CHINA-ECONOMY: COMPARISON WITH U.S. WEALTH

 Derek Scissors wrote on November 29, 2016, that new estimates by Credit Suisse of private wealth through the middle of 2016, show American private wealth at $84.8 trillion and Chinese private wealth at $23.4 trillion and the gap is widening. There is also a huge margin of error of approx. over $1 trillion in estimating China's private wealth. Credit Suisse shows US private wealth adding $1.7 trillion over the previous year, expanding its enormous lead over China. America’s share held at nearly one-third of the global total. At the end of 2000, the PRC’s private wealth was only $4.6 trillion and its share was 4 percent. The US numbers were $42.3 trillion and 36.2 percent. The PRC has narrowed the gap significantly since then. The Chinese Communist Party suppresses reports of the PRC’s debt problems. The United States does an uneven job of evaluating public-sector assets. Using Federal Reserve data, U.S. net national wealth was $81.1 trillion in the middle of 2016. The Fed’s figure, however, is based on higher U.S. private wealth than Credit Suisse finds and the Fed may overstate the value of nonfinancial assets versus financial debts. Trying to correct for these issues generates a U.S. net wealth figure of $74.3 trillion to compare to China.He said while calculating China's debt independent estimates typically measure national debt rather than public. Formal central and local government debt of over $4 trillion is minor and receives far too much attention. There’s more than twice as much debt held by state-owned enterprises, and perhaps much more in addition that is going unreported. China’s net wealth figure is therefore harder to figure than that of the United States. The number is above $27 trillion, with $27.4 trillion the best guess. In the middle of 2016, the wealth gap between the United States and China was close to $47 trillion.

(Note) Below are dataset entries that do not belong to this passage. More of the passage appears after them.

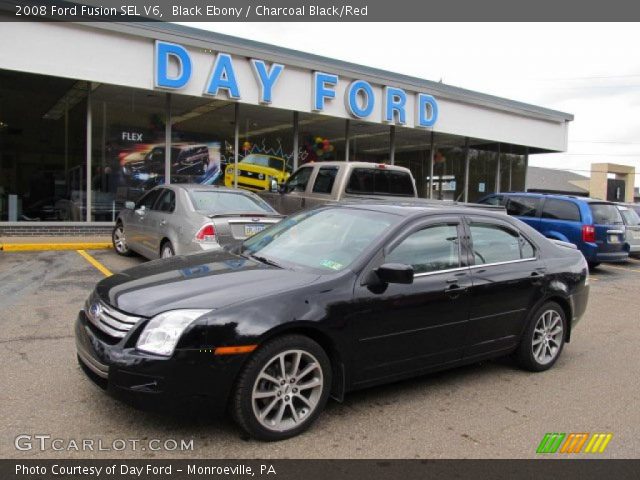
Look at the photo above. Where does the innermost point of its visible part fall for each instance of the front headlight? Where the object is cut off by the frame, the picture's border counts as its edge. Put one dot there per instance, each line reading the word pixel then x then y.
pixel 161 334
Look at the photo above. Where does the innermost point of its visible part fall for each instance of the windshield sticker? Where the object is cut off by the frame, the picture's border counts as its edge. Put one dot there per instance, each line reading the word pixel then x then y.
pixel 331 264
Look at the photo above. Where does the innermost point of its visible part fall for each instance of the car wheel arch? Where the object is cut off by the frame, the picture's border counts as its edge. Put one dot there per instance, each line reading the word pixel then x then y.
pixel 338 387
pixel 564 304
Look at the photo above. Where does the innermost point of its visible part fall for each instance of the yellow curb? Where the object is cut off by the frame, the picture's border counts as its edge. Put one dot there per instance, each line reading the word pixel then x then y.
pixel 104 270
pixel 27 247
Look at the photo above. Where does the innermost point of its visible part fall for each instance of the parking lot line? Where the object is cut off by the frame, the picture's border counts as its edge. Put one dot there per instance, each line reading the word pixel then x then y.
pixel 623 268
pixel 104 270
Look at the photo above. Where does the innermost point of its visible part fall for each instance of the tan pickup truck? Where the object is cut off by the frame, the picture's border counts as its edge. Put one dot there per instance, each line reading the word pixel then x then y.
pixel 329 182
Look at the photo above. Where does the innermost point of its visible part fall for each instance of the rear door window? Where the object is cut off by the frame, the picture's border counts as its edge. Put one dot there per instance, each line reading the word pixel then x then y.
pixel 497 244
pixel 605 214
pixel 166 202
pixel 560 210
pixel 149 199
pixel 429 250
pixel 325 179
pixel 523 206
pixel 378 181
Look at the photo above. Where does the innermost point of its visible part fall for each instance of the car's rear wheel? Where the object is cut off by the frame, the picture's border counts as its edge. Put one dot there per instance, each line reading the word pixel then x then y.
pixel 119 241
pixel 167 251
pixel 542 342
pixel 283 388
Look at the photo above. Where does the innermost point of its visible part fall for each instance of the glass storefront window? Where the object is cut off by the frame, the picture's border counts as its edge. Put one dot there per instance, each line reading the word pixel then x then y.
pixel 42 148
pixel 413 151
pixel 320 138
pixel 128 131
pixel 483 161
pixel 448 173
pixel 369 142
pixel 202 137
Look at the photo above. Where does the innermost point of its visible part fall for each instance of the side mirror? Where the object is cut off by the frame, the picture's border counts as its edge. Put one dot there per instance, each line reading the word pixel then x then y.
pixel 395 273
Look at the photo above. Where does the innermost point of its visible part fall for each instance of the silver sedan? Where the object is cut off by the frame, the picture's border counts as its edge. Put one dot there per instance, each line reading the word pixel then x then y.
pixel 181 219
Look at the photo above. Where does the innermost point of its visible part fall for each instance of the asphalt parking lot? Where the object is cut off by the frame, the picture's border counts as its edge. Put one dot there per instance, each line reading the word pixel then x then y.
pixel 486 410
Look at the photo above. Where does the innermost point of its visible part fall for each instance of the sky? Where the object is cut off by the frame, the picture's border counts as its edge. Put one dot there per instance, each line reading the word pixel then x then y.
pixel 591 70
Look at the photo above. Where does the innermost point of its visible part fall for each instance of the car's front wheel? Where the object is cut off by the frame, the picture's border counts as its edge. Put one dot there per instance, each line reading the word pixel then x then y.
pixel 167 250
pixel 543 340
pixel 283 388
pixel 119 241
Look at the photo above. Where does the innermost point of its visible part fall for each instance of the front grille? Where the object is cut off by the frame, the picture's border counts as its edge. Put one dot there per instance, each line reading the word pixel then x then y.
pixel 109 320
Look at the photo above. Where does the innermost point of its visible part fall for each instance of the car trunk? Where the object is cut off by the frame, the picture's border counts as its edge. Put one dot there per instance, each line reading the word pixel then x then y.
pixel 234 228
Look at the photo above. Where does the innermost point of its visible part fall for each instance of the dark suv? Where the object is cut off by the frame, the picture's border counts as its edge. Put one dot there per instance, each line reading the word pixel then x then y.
pixel 594 226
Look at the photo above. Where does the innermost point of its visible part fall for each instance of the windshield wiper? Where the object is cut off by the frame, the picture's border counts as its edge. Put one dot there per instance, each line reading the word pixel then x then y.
pixel 265 260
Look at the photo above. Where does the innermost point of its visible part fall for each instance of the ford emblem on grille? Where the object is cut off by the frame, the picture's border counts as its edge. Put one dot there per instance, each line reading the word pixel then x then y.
pixel 94 310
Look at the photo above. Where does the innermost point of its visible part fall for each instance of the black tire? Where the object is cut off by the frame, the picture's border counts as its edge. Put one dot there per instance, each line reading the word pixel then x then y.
pixel 242 402
pixel 526 355
pixel 167 250
pixel 120 248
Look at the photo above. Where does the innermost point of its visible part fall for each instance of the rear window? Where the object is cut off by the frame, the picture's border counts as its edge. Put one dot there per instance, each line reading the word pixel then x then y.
pixel 228 202
pixel 560 210
pixel 605 214
pixel 523 206
pixel 631 218
pixel 325 179
pixel 374 181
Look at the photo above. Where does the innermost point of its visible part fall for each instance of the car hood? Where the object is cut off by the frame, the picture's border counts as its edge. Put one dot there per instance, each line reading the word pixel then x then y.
pixel 211 280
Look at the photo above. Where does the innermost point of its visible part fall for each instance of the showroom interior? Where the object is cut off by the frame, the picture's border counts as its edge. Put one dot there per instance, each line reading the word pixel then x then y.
pixel 71 147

Derek Scissors argues that GDP per capita has no meaning -- it cannot be spent or saved. The Chinese government itself puts 2015 disposable income at an average of $3,400. The equivalent U.S. figure was $42,600. He concludes that a China that re-embraces market-driven reform can return to the 2000’s and again creep up on the United States in economic size (faster, if the United States does not address its own problems). But for now, and for many years to come, the idea that China can be the leading global economy is off by tens of trillions of dollars.